Towards Prediction of Non-Radiative Decay Pathways in Organic Compounds I: The Case of Naphthalene Quantum Yields
Published Web Locationhttps://doi.org/10.26434/chemrxiv.7689092.v1
Many emerging technologies depend on human’s ability to control and manipulate the excited-state properties of molecular systems. These technologies include fluorescentlabeling in biomedical imaging, light harvesting in photovoltaics, and electroluminescence in light-emitting devices. All of these systems suffer from non-radiative loss pathways that dissipate electronic energy as heat, which causes the overall system efficiency to be directly linked to quantum yield (Φ) of the molecular excited state. Unfortunately, Φ is very difficult to predict from first principles because the description of a slow non-radiative decay mechanism requires an accurate description of long-timescale excited-state quantum dynamics. In the present study, we introduce an efficient semiempirical method of calculating the fluorescence quantum yield (Φ fl ) for molecular chromophores, which, based on machine learning, converts simple electronic energies computed using time-dependent density functional theory (TDDFT) into an estimate of Φ fl . As with all machine learning strategies, the algorithm needs to be trained on fluorescent dyes for which Φ fl ’s are known, so as to provide a black-box method which can later predict Φ fl ’s for chemically similar chromophores that have not been studied experimentally. As a first illustration of how our proposed algorithm can be trained, we examine a family of 25 naphthalene derivatives. The simplest application of the energy gap law is found to be inadequate to explain the rates of internal conversion (IC) or intersystem crossing (ISC) – the electronic properties of at least one higher-lying electronic state (S n or T n ) or one far-from-equilibrium geometry are typically needed to obtain accurate results.

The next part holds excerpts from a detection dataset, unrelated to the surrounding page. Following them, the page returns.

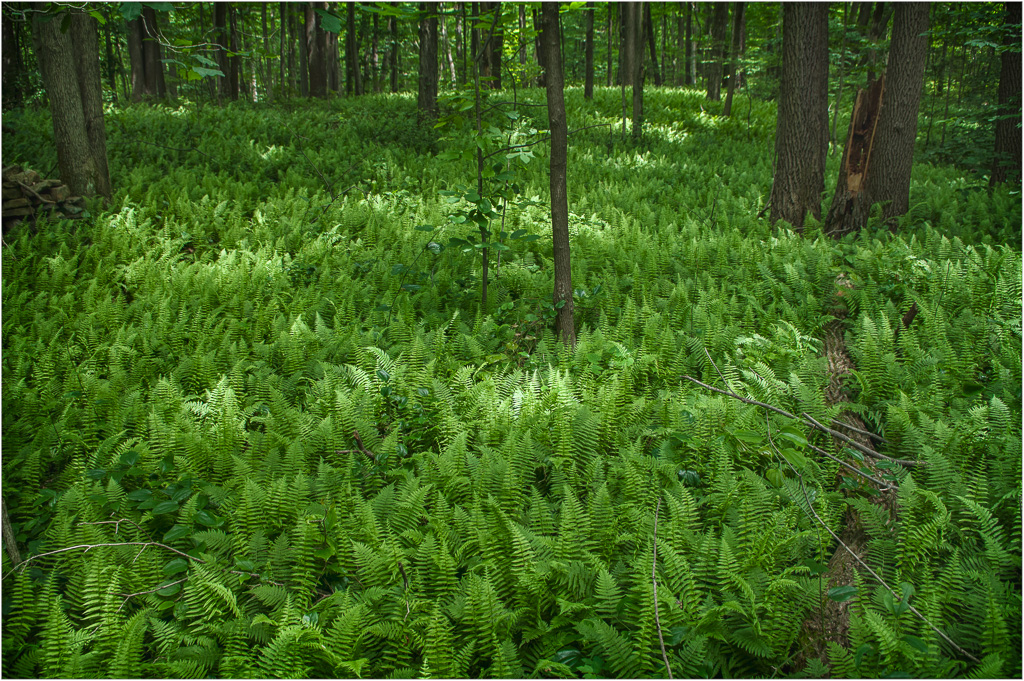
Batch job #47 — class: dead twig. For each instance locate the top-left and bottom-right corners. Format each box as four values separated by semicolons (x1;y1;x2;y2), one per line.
650;497;673;679
765;414;981;665
683;374;926;466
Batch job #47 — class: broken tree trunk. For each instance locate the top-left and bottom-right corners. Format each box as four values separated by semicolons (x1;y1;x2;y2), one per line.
824;74;886;239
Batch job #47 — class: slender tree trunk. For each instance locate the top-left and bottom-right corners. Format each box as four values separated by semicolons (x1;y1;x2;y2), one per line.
541;2;575;347
440;4;458;87
583;2;594;99
828;3;850;150
604;2;615;87
825;2;928;239
640;2;662;87
417;2;438;121
683;2;697;87
387;16;398;92
626;2;644;141
991;2;1021;185
618;2;643;87
722;2;746;116
770;2;828;230
708;2;729;101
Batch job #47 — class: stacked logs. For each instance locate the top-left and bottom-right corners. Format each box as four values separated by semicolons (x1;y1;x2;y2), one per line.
3;166;85;233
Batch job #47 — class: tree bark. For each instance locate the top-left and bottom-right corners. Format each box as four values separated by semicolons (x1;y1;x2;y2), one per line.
641;2;662;87
541;2;575;347
722;2;746;116
708;2;729;101
32;13;102;196
70;12;111;199
583;2;594;99
683;2;697;87
825;2;928;233
991;2;1021;184
626;2;645;142
770;2;828;231
417;2;437;120
387;16;398;92
141;7;167;97
861;2;928;226
304;2;327;99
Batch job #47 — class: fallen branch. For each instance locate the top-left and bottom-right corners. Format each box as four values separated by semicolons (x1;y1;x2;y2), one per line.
650;497;672;679
683;376;926;466
765;414;981;665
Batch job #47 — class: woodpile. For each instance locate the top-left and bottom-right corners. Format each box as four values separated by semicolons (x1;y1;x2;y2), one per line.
3;166;85;233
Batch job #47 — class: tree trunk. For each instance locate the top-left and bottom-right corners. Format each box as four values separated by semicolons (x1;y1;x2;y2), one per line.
641;2;662;87
128;17;147;102
683;2;697;87
387;16;398;92
825;3;928;239
722;2;746;116
861;2;928;226
708;2;729;101
541;2;575;347
32;13;102;196
70;12;111;199
626;2;645;142
583;2;594;99
417;2;437;121
141;7;167;97
618;2;643;87
304;2;325;99
440;3;458;87
991;2;1021;184
345;2;361;95
770;2;828;231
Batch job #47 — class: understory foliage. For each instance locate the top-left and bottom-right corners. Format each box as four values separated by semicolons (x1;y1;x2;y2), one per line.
2;89;1021;678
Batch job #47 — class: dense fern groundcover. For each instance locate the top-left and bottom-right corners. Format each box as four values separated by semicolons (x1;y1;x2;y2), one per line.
2;88;1022;678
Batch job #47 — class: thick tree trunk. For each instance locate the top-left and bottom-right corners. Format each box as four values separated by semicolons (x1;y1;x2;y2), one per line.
32;13;102;196
541;2;575;347
70;12;111;199
583;2;594;99
417;2;437;120
128;17;148;102
987;2;1021;184
770;2;828;230
861;2;928;226
708;2;729;101
722;2;746;116
825;77;885;239
618;2;643;87
640;2;662;87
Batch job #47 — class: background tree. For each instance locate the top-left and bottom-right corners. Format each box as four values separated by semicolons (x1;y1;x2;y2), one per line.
626;2;644;141
991;2;1021;184
32;12;111;198
722;2;746;116
541;2;573;347
583;2;594;99
769;2;828;230
708;2;729;101
417;2;437;119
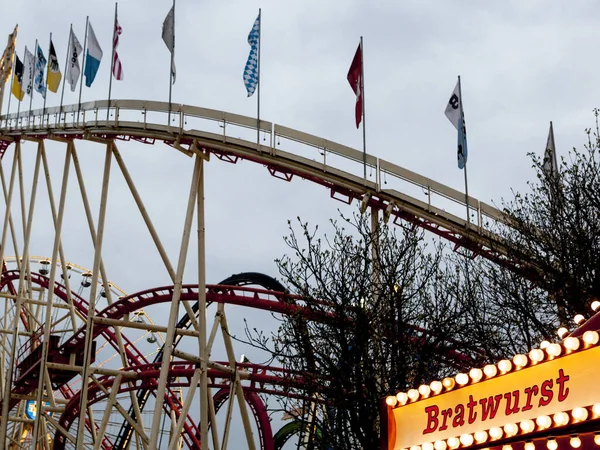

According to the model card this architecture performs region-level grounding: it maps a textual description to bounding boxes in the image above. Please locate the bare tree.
[257,216,486,449]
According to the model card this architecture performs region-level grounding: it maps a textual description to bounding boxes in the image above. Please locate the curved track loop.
[0,270,200,448]
[54,362,314,450]
[0,100,514,267]
[213,388,275,450]
[115,272,286,450]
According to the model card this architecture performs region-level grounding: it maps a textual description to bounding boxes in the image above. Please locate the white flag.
[66,30,83,92]
[542,122,558,177]
[163,6,175,84]
[21,47,35,96]
[446,82,462,130]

Indeed, the key descriptors turn out to be the transition state between the Franck–Condon minimum a distorted local minimum near an S 0 /S 1 conical intersection (which governs IC) and the magnitude of the spin–orbit coupling (which governs ISC). The resulting Φ fl ’s are predicted with reasonable accuracy (±22%), making our approach a promising ingredient for high-throughput screening and rational design of the molecular excited states with desired Φ’s. We thus conclude that our model, while semi-empirical in nature, does in fact extract sound physical insight into the challenge of describing non-radiative relaxations.